Her most frustrating near miss?
Broomfield was eager to hunt down information about the reasons behind the closing of La Bonne Auberge, a French fine dining restaurant in a strip mall in the Northland that gained popularity in the 1970s through the mid-’80s.
The restaurant was founded by the late Swiss chef Augustine “Gus” Riedi, whose protegés included Susan Feniger of The Food Network’s “Too Hot Tamales” fame and Kent Rathbun, who grew up in Liberty, Missouri, and went on to own prestigious restaurants in Dallas.
When Broomfield couldn’t verify the circumstances of the restaurant’s closure, she chose to profile La Mediterranee, a premiere French restaurant of the 1990s, instead.
“One of the most important things I learned is when you have a restaurant, it’s like a part of your body,” Broomfield says. “It’s like an appendage, and when something goes bad with your restaurant, it hurts, and people don’t want to talk about it.”
There is, of course, a chapter titled “Barbecue & Steakhouses.” But it was the fine dining chapter that captured the attention of a British food journal.

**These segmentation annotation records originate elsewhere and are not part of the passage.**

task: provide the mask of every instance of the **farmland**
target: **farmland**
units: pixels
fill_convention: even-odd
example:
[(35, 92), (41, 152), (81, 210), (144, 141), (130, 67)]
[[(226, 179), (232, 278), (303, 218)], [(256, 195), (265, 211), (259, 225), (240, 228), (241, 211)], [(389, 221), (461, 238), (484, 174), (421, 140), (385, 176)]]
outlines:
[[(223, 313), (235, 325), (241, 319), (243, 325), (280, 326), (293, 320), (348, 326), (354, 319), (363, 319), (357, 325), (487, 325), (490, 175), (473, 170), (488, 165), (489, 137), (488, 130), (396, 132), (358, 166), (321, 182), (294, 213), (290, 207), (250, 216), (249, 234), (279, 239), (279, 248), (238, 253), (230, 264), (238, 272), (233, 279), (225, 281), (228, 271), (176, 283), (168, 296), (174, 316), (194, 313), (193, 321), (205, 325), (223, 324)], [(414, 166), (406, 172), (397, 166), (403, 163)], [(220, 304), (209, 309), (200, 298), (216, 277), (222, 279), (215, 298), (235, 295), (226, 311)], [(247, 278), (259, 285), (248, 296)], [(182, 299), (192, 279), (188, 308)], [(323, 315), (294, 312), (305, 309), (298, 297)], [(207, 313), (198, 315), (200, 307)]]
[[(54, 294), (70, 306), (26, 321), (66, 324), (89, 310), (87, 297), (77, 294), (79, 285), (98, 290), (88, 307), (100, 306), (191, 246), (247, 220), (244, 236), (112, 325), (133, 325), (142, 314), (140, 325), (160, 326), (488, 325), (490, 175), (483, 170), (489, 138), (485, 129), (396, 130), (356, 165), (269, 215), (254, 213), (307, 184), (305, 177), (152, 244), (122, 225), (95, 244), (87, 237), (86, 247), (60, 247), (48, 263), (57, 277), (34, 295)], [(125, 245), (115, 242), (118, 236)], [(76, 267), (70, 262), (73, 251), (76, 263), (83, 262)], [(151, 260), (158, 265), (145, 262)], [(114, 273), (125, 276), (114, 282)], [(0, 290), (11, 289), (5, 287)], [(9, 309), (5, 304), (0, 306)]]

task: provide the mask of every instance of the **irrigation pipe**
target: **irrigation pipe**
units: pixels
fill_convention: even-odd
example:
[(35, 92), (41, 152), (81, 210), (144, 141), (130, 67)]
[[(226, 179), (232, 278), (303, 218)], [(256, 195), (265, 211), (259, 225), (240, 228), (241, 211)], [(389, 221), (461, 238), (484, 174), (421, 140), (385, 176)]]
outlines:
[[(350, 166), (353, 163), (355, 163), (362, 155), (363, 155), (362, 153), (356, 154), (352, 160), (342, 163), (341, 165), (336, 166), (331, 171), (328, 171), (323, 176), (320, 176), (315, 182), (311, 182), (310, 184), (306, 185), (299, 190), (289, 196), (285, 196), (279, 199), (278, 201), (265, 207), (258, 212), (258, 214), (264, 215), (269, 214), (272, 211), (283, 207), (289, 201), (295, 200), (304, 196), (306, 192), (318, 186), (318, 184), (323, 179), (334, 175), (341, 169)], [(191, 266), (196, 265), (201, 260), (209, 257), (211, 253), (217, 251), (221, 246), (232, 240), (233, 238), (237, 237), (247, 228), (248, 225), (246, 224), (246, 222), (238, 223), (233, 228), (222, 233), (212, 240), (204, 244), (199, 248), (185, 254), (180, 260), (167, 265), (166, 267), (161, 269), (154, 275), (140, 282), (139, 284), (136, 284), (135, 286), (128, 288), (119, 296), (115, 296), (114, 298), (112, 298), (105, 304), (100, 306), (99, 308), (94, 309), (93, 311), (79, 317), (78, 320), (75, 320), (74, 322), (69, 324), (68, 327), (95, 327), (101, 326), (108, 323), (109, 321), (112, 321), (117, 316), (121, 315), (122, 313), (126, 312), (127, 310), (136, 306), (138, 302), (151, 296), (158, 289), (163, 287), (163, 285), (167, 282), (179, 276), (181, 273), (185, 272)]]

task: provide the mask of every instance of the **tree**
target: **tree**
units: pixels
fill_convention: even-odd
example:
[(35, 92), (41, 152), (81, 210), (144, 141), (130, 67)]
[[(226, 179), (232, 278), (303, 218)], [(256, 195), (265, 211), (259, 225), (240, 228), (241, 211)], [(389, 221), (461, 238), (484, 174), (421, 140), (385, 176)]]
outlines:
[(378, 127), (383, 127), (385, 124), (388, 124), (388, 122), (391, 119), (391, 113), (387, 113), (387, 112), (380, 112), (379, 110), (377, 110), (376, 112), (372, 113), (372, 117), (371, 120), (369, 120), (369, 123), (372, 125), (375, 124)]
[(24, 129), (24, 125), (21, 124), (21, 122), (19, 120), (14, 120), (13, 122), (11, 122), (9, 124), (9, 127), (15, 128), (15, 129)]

From the 1940s to 2000s, most fine dining occurred in hotels in the earliest days of Kansas City history. Over the past 20 years, stand-alone restaurants (including Bluestem in Westport, which closed during the pandemic but missed the manuscript deadline) have taken the lead.
“I think we have a lot of upscale dining in Kansas City, we’re just not dressed up for it. My guess is they may make a comeback because people are sick and tired of noise, talking over loud music, exposed walls,” Broomfield says.
“There is a place for a Putsch’s 210, and somebody is going to come along and do it. Meanwhile, we have a level of restaurants that have a high level of cuisine,” she adds.
Broomfield met to discuss her book at Revocup Town Center, noting that the locally owned coffee shop was tucked into a shopping center dominated by national name-brand chains.
“It strikes me as the biggest challenge and the biggest tension in recent restaurant history is: How do you maintain a distinctive food identity when you are encroached upon by these huge chains that soak up all the real estate?” she says.
Ultimately, Broomfield hopes Kansas City diners who read her book understand the importance of celebrating and supporting independently owned restaurants.
“I want people to have a conscious sense of what makes Kansas City food distinct. And ultimately, that (readers) stop and think about what it means to have a food city,” she says. “A lot of people are just not conscious of this issue, and why would they be … They like Bonefish Grill because it has a great vibe. But if you are supporting Bonefish Grill, then what are you not supporting?”